AI startup Mistral has released a new API for content moderation.
This API is the same API that powers moderation for Mistral's chatbot platform, Le Chat, and can be customized to suit specific applications and safety standards, Mistral said. It was trained to classify text in a variety of languages, including English, French, and German, into one of nine categories: sexual, hate and discrimination, violence and threats, and dangerous and criminal content. , utilizing a fine-tuned model (Ministral 8B). , Self-Harm, Health, Economics, Legal, and Personally Identifiable Information.
According to Mistral, the moderation API can be applied to either live or conversational text.
“Over the past few months, we have seen growing enthusiasm across the industry and research community for new AI-based moderation systems, which can help make moderation more scalable and robust across applications. ,” Mistral wrote in a blog post. “Our content moderation classifier leverages the most relevant policy categories for effective guardrails and addresses harms generated by models such as unqualified advice and PII. Introducing a pragmatic approach to safety.”
An AI-powered moderation system could theoretically help.

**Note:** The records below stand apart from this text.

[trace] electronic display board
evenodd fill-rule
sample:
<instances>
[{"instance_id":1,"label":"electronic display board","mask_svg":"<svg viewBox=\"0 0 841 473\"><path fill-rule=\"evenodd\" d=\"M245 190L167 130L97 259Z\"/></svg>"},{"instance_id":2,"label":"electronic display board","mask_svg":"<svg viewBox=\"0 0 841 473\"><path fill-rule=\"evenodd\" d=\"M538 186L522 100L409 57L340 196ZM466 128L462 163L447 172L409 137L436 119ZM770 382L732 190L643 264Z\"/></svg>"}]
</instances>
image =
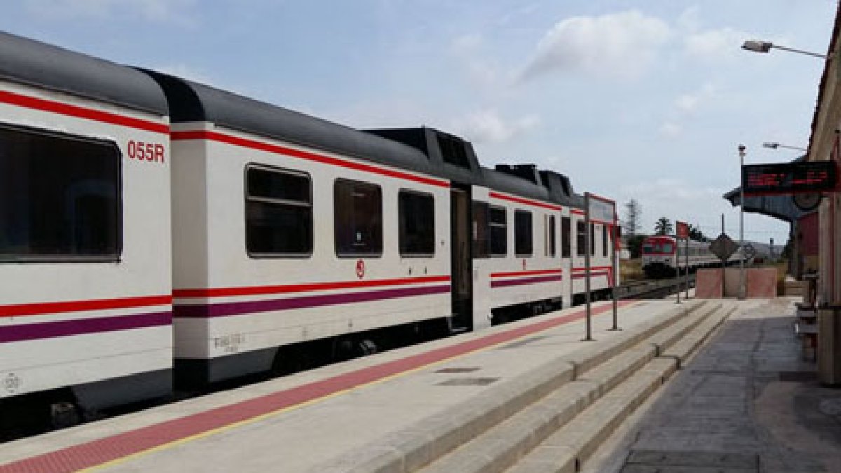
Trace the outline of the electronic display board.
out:
<instances>
[{"instance_id":1,"label":"electronic display board","mask_svg":"<svg viewBox=\"0 0 841 473\"><path fill-rule=\"evenodd\" d=\"M745 195L833 192L838 183L834 161L801 161L742 167Z\"/></svg>"}]
</instances>

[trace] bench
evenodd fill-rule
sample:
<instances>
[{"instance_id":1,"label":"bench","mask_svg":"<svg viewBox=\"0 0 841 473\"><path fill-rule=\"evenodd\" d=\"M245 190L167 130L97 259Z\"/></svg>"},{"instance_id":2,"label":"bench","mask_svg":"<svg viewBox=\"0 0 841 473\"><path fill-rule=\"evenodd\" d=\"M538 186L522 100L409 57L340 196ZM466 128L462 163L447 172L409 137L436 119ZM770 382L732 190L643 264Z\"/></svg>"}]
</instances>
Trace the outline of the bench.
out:
<instances>
[{"instance_id":1,"label":"bench","mask_svg":"<svg viewBox=\"0 0 841 473\"><path fill-rule=\"evenodd\" d=\"M815 361L817 353L817 325L803 321L794 322L795 335L802 340L802 357L807 361Z\"/></svg>"}]
</instances>

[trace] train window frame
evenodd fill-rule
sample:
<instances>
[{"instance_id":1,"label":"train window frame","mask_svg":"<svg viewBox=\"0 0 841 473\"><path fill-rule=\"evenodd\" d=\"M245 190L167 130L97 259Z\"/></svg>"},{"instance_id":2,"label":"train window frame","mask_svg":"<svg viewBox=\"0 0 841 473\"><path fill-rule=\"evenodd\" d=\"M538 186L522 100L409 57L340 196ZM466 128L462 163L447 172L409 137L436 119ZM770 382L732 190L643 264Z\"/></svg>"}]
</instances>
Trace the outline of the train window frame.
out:
<instances>
[{"instance_id":1,"label":"train window frame","mask_svg":"<svg viewBox=\"0 0 841 473\"><path fill-rule=\"evenodd\" d=\"M502 212L502 221L495 221L494 212ZM501 235L496 238L495 235ZM490 258L505 258L508 256L508 209L504 205L488 205L488 254ZM501 242L499 243L498 242ZM502 252L497 251L497 245L502 246Z\"/></svg>"},{"instance_id":2,"label":"train window frame","mask_svg":"<svg viewBox=\"0 0 841 473\"><path fill-rule=\"evenodd\" d=\"M431 251L409 251L405 249L404 243L405 242L405 238L408 236L405 231L405 222L406 221L404 217L403 213L403 200L404 197L414 196L415 198L428 199L430 204L430 214L428 215L421 215L421 219L431 219L431 227L430 234L428 236L429 248ZM412 190L408 189L401 189L397 192L397 248L400 254L400 258L434 258L435 257L435 195L429 192L420 192L418 190Z\"/></svg>"},{"instance_id":3,"label":"train window frame","mask_svg":"<svg viewBox=\"0 0 841 473\"><path fill-rule=\"evenodd\" d=\"M527 222L521 220L524 217L528 217ZM534 216L531 210L514 210L514 256L534 256Z\"/></svg>"},{"instance_id":4,"label":"train window frame","mask_svg":"<svg viewBox=\"0 0 841 473\"><path fill-rule=\"evenodd\" d=\"M348 251L346 248L340 247L339 246L340 245L339 231L341 228L340 224L341 223L338 221L339 215L340 214L342 215L350 214L349 213L346 214L345 212L339 211L340 199L339 199L339 193L337 192L337 190L339 186L348 185L348 184L355 186L354 189L351 190L352 194L354 192L354 190L357 189L357 188L369 188L376 191L375 194L377 195L378 198L377 206L378 208L378 212L374 215L375 218L373 219L374 221L373 223L375 224L374 230L376 231L373 232L374 238L373 239L373 243L375 243L375 245L373 245L374 247L372 248L372 251L362 251L362 249L360 249L360 251ZM340 178L333 181L333 247L336 250L336 257L340 258L360 258L360 257L381 258L383 256L383 226L382 186L374 183L370 183L366 181L357 181L354 179L346 179L343 178ZM353 244L356 245L356 243ZM368 248L365 248L365 250L368 250Z\"/></svg>"},{"instance_id":5,"label":"train window frame","mask_svg":"<svg viewBox=\"0 0 841 473\"><path fill-rule=\"evenodd\" d=\"M573 219L561 216L561 258L573 257Z\"/></svg>"},{"instance_id":6,"label":"train window frame","mask_svg":"<svg viewBox=\"0 0 841 473\"><path fill-rule=\"evenodd\" d=\"M606 225L601 226L601 256L607 258L607 235L610 227Z\"/></svg>"},{"instance_id":7,"label":"train window frame","mask_svg":"<svg viewBox=\"0 0 841 473\"><path fill-rule=\"evenodd\" d=\"M286 174L288 176L295 176L299 178L305 178L307 183L309 184L309 202L304 202L302 200L294 200L290 199L279 199L275 197L268 196L257 196L252 195L251 189L249 187L248 175L249 171L257 170L267 173L274 173L277 174ZM245 227L245 245L246 245L246 253L248 258L252 259L306 259L312 258L314 247L315 247L315 210L313 205L313 180L312 176L305 172L300 171L299 169L289 169L286 167L278 167L275 166L269 166L262 164L260 162L249 162L246 164L243 168L243 191L245 194L245 209L244 209L244 217L246 222ZM249 220L249 204L255 203L260 205L269 205L276 206L294 206L296 208L308 208L309 210L309 240L308 240L308 249L306 251L301 252L264 252L264 251L253 251L251 247L251 240L249 238L249 228L250 220Z\"/></svg>"},{"instance_id":8,"label":"train window frame","mask_svg":"<svg viewBox=\"0 0 841 473\"><path fill-rule=\"evenodd\" d=\"M549 215L549 258L558 256L558 221L555 215Z\"/></svg>"},{"instance_id":9,"label":"train window frame","mask_svg":"<svg viewBox=\"0 0 841 473\"><path fill-rule=\"evenodd\" d=\"M490 228L489 226L489 204L484 200L473 201L473 258L487 258L490 255Z\"/></svg>"},{"instance_id":10,"label":"train window frame","mask_svg":"<svg viewBox=\"0 0 841 473\"><path fill-rule=\"evenodd\" d=\"M0 247L0 263L119 263L121 261L121 258L122 258L123 249L124 249L123 248L123 243L124 243L124 234L123 234L123 232L124 232L124 221L124 221L124 213L123 213L123 210L124 210L124 205L123 205L123 170L124 169L123 169L123 152L122 152L122 150L119 148L119 146L114 141L113 141L113 140L106 140L106 139L102 139L102 138L93 138L93 137L91 137L91 136L83 136L83 135L78 135L78 134L75 134L75 133L66 133L66 132L54 130L49 130L49 129L39 128L39 127L34 127L34 126L26 126L26 125L19 125L19 124L0 123L0 130L6 130L8 132L18 133L18 134L22 134L22 135L29 135L32 137L34 137L35 139L41 139L41 140L44 140L44 139L47 139L47 140L58 140L58 141L65 141L65 142L72 141L77 146L78 146L78 145L93 145L93 146L101 146L103 148L103 151L105 151L110 153L109 156L105 157L105 159L107 159L108 161L110 161L110 162L114 162L114 169L112 170L113 171L113 175L111 176L111 178L113 178L113 181L108 181L108 182L106 182L106 185L109 185L110 184L110 186L111 186L110 189L108 189L108 190L110 190L111 192L107 193L106 198L108 198L108 196L113 197L113 203L110 204L112 205L112 208L108 209L109 210L111 210L111 211L108 212L108 214L110 214L111 219L110 219L109 221L106 222L107 225L103 225L103 228L106 228L107 227L107 230L103 231L103 230L100 229L100 231L100 231L100 233L99 233L100 236L102 236L102 234L103 234L102 232L103 231L104 231L106 233L110 233L110 235L109 235L108 237L111 239L111 242L109 242L109 247L106 248L106 250L107 250L106 252L102 252L102 253L93 253L93 252L72 253L70 251L65 249L63 252L59 252L56 250L61 249L61 248L56 248L56 247L54 247L53 248L51 248L52 251L53 251L53 252L40 253L40 254L38 254L38 253L35 253L35 254L31 254L31 253L30 254L26 254L26 253L22 253L22 252L5 252L6 250L4 250L3 247ZM33 145L29 144L29 146L28 146L28 148L31 148L32 146L33 146ZM50 153L50 156L53 156L52 153ZM31 157L32 157L31 151L30 151L30 153L27 154L26 156L27 156L27 157L25 158L26 159L26 162L33 162L33 158ZM86 156L87 156L87 155L86 155ZM66 163L68 162L68 160L66 157L57 157L56 159L61 159L62 163ZM49 158L47 160L49 161ZM50 168L51 169L51 167L48 167L48 166L45 166L44 167L47 167L47 168ZM43 178L44 175L45 175L45 173L43 172L37 173L35 174L36 174L36 178L35 179L32 179L30 181L27 181L27 183L29 183L31 182L34 182L36 186L42 185L42 186L47 186L50 189L56 189L56 186L49 186L48 184L43 183L45 182L45 180ZM61 178L62 177L66 178L66 176L67 176L66 173L59 173L59 172L56 172L52 175L58 176L59 178ZM91 179L88 178L87 180L90 181ZM17 182L21 183L21 182L24 182L24 181L22 181L22 180L17 180ZM78 184L83 183L85 181L79 181L79 183L76 183L73 185L78 185ZM71 186L66 185L65 187L66 189L69 189ZM38 196L43 196L44 195L43 192L36 192L35 194ZM101 192L99 192L99 193L94 193L94 194L102 194ZM27 196L27 197L29 197L29 196ZM66 197L66 196L57 196L56 199L61 199L61 197ZM77 197L79 197L79 196L77 196ZM28 200L28 202L31 202L31 200ZM66 200L61 200L60 206L64 207L64 208L66 209L67 208L67 201ZM74 209L76 207L74 207ZM0 209L0 210L2 210L2 209ZM40 211L40 212L36 212L36 213L38 213L39 215L62 215L60 212ZM29 221L28 222L22 222L22 223L29 223L30 226L33 224L33 222L31 221ZM52 222L48 222L48 223L52 224ZM29 228L31 228L31 226ZM54 231L56 228L61 228L61 227L60 226L56 226L55 225L52 225L51 230L48 233L55 235L55 231ZM80 231L80 228L79 228L78 225L76 225L76 226L72 226L71 228L71 227L64 228L64 230L66 231L68 231L68 232L71 232L74 235L77 234L78 231ZM85 230L85 229L82 228L82 230ZM90 229L88 228L87 230L90 230ZM9 233L9 235L11 235L11 233ZM33 243L33 238L31 238L31 235L30 235L30 237L27 239L27 241L25 242L25 243L27 245L27 249L31 250L31 246L32 246L32 243ZM10 244L9 247L11 247L11 244ZM77 248L77 249L78 248Z\"/></svg>"},{"instance_id":11,"label":"train window frame","mask_svg":"<svg viewBox=\"0 0 841 473\"><path fill-rule=\"evenodd\" d=\"M575 221L576 243L578 256L587 256L587 223L584 219Z\"/></svg>"}]
</instances>

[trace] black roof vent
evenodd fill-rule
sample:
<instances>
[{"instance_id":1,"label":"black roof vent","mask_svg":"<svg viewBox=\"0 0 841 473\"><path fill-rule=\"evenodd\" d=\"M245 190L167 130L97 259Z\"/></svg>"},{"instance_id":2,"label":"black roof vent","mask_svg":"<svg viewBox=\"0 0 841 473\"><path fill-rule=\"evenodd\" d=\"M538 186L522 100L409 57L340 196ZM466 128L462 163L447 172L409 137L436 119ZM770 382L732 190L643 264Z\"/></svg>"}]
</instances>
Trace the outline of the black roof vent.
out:
<instances>
[{"instance_id":1,"label":"black roof vent","mask_svg":"<svg viewBox=\"0 0 841 473\"><path fill-rule=\"evenodd\" d=\"M470 168L470 159L464 149L464 141L460 138L439 132L438 147L441 148L444 162L465 169Z\"/></svg>"},{"instance_id":2,"label":"black roof vent","mask_svg":"<svg viewBox=\"0 0 841 473\"><path fill-rule=\"evenodd\" d=\"M537 175L537 167L534 164L497 164L496 170L500 173L516 176L530 183L542 184Z\"/></svg>"}]
</instances>

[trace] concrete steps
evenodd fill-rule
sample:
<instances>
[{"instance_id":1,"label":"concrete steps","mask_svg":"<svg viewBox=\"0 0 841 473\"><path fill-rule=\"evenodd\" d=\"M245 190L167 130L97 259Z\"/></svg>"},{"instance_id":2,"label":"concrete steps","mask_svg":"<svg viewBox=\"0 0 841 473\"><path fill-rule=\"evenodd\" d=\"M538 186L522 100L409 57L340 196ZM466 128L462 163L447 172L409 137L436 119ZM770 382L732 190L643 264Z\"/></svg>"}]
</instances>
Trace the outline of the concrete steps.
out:
<instances>
[{"instance_id":1,"label":"concrete steps","mask_svg":"<svg viewBox=\"0 0 841 473\"><path fill-rule=\"evenodd\" d=\"M421 470L575 471L735 309L720 300L690 304L613 347L593 345L567 357L574 378Z\"/></svg>"},{"instance_id":2,"label":"concrete steps","mask_svg":"<svg viewBox=\"0 0 841 473\"><path fill-rule=\"evenodd\" d=\"M725 304L685 337L669 346L658 358L648 361L633 376L593 402L579 416L519 459L507 471L574 473L580 470L583 463L618 425L685 363L735 310L732 303Z\"/></svg>"}]
</instances>

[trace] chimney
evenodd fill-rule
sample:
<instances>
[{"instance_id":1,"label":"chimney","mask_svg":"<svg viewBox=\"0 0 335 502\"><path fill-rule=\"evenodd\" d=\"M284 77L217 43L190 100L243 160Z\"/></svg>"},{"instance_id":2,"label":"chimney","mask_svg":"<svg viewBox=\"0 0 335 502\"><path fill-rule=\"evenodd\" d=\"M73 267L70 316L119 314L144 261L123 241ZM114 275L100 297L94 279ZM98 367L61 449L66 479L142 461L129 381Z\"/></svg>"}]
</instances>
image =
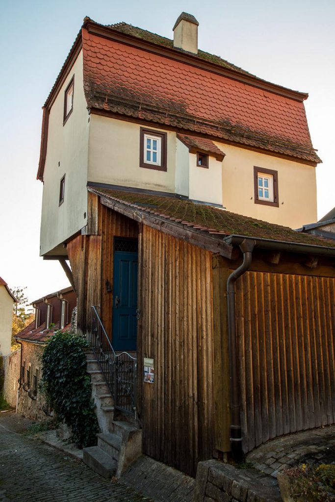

But they are also susceptible to the same biases and technical flaws that plague other AI systems.
For example, some models trained to detect toxicity disproportionately label phrases in African American Vernacular English (AAVE), an informal grammar used by some Black Americans, as “toxic.” It is assumed that there is. Posts on social media about people with disabilities are also flagged as more negative or harmful by commonly used public sentiment and toxicity detection models, the study found.
Mistral claims its moderation model is highly accurate, but admits it is still a work in progress. Notably, the company did not compare the performance of its API to other popular moderation APIs, such as Jigsaw's Perspective API or OpenAI's Moderation API.
“We work with our customers to build and share moderation tools that are scalable, lightweight, and customizable. We continue to work with the research community to help improve safety in the broader field,” the company said in a statement. I'll go,'' he said.